What impact will the changes have on a credit report?
A consumer’s credit report currently contains a 24 month history which reflects how reliable they are in making debt repayments and paying bills in a timely fashion.
If a financial hardship arrangement is put in place, the credit report will reflect the revised repayments agreed with the lender, not the original repayments. If the consumer meets these new repayments, their history will show that repayments are up to date.
In the case where a consumer is temporarily required not to make payments under the hardship arrangement, this will also be reflected in the credit report.
When calculating a consumer’s credit score, credit reporting bodies are restricted from including the financial hardship indicator.
What about accessing credit in the future?
During or within 12 months of the end of your financial hardship arrangement, lenders will have access to your credit report that states you have been in financial hardship.

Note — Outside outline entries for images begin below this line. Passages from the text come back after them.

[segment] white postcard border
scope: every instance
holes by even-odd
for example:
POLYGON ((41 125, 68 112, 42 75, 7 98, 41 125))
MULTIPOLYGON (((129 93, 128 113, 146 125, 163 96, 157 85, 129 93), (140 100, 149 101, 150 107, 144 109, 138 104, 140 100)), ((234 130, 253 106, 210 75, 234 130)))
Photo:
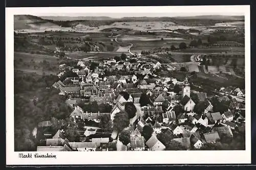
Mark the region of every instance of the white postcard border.
POLYGON ((46 164, 238 164, 251 163, 250 116, 250 6, 201 6, 156 7, 90 7, 7 8, 6 9, 6 164, 7 165, 46 164), (116 151, 31 152, 14 151, 14 67, 13 15, 38 13, 195 13, 233 12, 244 13, 245 27, 245 151, 116 151), (111 11, 111 12, 110 12, 111 11), (184 12, 183 11, 184 11, 184 12), (56 158, 19 158, 19 153, 48 153, 56 158))

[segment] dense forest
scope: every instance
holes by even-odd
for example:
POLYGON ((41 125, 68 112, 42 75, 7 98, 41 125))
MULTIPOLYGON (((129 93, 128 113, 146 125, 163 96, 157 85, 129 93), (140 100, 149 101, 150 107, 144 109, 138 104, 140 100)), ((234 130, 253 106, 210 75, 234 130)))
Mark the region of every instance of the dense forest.
POLYGON ((14 150, 35 151, 36 139, 32 132, 39 122, 65 119, 71 110, 65 96, 54 88, 46 89, 57 79, 54 75, 14 74, 14 150), (29 98, 29 92, 35 96, 29 98))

When applying for a new loan, Mr Laing reassures consumers that hardship arrangements should not stop them from applying for credit in the future.
“Seeking hardship assistance from your lender does not exclude you from applying for credit in the future,” he said.
“Depending on how recently your hardship arrangement ended, new lenders may ask for a few extra details to get a better idea of your current circumstances to understand whether you are still experiencing hardship and if this will affect your capacity to take on new credit.”
After 12 months, financial hardship information is deleted from credit reports.
“Getting help early can help avoid the problem getting worse and better enable the lender to work with you during tough times to help you get back on track,” Mr Laing said.